Upgrading my Thinkpad 240 to an LED backlight was mostly a drop-in replacement once I worked out what the Enable and Adjust signals were - that's from ~1999 and is kind of an Acer / IBM hybrid thinkpad. The enable & adjust signals match up with the LED backlight driver board I used and the inverter power supply was the right voltage, so the LED driver drops in where the inverter once was and the brightness adjustment works properly.
Something to consider with current cheapy LED retrofit kits is that they use a row of individual LEDs rather than many smaller lights like you can get with CoB rope lights now. On the 240 it's a quite slim LCD panel that uses a thin CCFL, when I put the LED backlight strip in it had lots of points of light which just seems to happen with some LCD panels. Fixed that by putting in some extra fresnel sheets from a broken LCD panel.

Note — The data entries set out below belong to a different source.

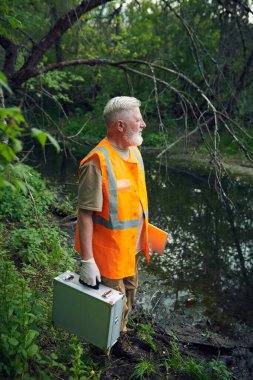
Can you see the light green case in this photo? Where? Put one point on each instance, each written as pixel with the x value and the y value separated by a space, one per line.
pixel 92 315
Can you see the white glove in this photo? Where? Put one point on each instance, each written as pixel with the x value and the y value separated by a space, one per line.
pixel 89 272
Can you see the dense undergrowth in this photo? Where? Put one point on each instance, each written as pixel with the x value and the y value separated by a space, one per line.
pixel 33 250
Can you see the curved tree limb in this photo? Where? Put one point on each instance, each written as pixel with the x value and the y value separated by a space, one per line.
pixel 59 28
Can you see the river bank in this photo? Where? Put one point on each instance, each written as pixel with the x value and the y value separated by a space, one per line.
pixel 180 353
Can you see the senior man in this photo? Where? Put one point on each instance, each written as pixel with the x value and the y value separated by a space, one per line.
pixel 112 204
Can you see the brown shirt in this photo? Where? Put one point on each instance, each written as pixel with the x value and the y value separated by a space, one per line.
pixel 90 196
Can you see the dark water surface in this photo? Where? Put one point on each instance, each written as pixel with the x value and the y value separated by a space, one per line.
pixel 205 274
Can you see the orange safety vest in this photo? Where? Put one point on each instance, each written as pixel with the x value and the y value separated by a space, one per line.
pixel 115 228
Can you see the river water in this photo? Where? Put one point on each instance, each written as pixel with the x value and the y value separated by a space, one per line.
pixel 205 274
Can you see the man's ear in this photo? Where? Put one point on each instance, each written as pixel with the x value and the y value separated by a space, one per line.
pixel 119 124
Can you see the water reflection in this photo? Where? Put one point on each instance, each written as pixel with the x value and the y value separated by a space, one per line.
pixel 208 268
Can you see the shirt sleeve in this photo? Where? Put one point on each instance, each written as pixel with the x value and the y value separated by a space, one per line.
pixel 90 196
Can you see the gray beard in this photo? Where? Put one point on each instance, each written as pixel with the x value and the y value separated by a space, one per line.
pixel 135 139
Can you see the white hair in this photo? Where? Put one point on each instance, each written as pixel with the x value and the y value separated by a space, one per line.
pixel 117 105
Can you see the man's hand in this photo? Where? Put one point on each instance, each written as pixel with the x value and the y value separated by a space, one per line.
pixel 89 272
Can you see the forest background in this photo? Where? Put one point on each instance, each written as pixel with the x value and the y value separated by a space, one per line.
pixel 189 62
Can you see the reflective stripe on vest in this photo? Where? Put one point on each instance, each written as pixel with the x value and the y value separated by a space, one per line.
pixel 113 223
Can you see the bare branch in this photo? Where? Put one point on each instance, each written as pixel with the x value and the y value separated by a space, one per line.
pixel 59 28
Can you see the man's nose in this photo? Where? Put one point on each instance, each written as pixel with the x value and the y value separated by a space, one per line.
pixel 143 124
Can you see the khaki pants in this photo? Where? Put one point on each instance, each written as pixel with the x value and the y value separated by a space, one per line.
pixel 128 287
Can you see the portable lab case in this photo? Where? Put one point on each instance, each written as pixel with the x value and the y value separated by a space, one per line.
pixel 92 315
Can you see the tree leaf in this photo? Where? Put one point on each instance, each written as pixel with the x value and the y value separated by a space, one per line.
pixel 4 83
pixel 40 136
pixel 54 142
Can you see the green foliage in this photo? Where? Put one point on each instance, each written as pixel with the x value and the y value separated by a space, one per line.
pixel 18 337
pixel 13 128
pixel 82 368
pixel 18 206
pixel 145 332
pixel 39 251
pixel 143 369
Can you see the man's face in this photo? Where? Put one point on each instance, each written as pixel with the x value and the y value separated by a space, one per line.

It's random chance though, I upgraded my Portege 3010CT to LED backlight and that's maybe thinner than the Thinkpad 240's LCD but it doesn't have the bright spots problem at all.

Enable signal - allows the inverter to be powered but disables the output. Used to avoid displaying a blank white screen if the backlight powers up before the LCD panel begins displaying. Off when at 0v.
Adjust signal - an analogue voltage signal that ranges between ~2 to 5v with 5v being dimmest and 0v being brightest. The LED drivers I use are pretty dumb and will happily run the LEDs beyond a safe current if the adjust signal is wrong. This seems to be fairly standardised after a certain point, kind of. later Thinkpads use PWM instead apparently.

I think that the LEDs showing up as points can be a fairly common complaint with these retrofits. Mostly with the older laptops like 10.4" to 12.1" from 1995 - 1999 the screens seem to work quite well with the individual LEDs instead of the CCFL without that spotlight effect. In the older laptops it should be easier overall, the CCFLs are often bigger and designed for replacement. More room to work with as well.

If anyone wants to try out an LED retrofit then I could give some pointers, I've upgraded all the ones I intend to for now.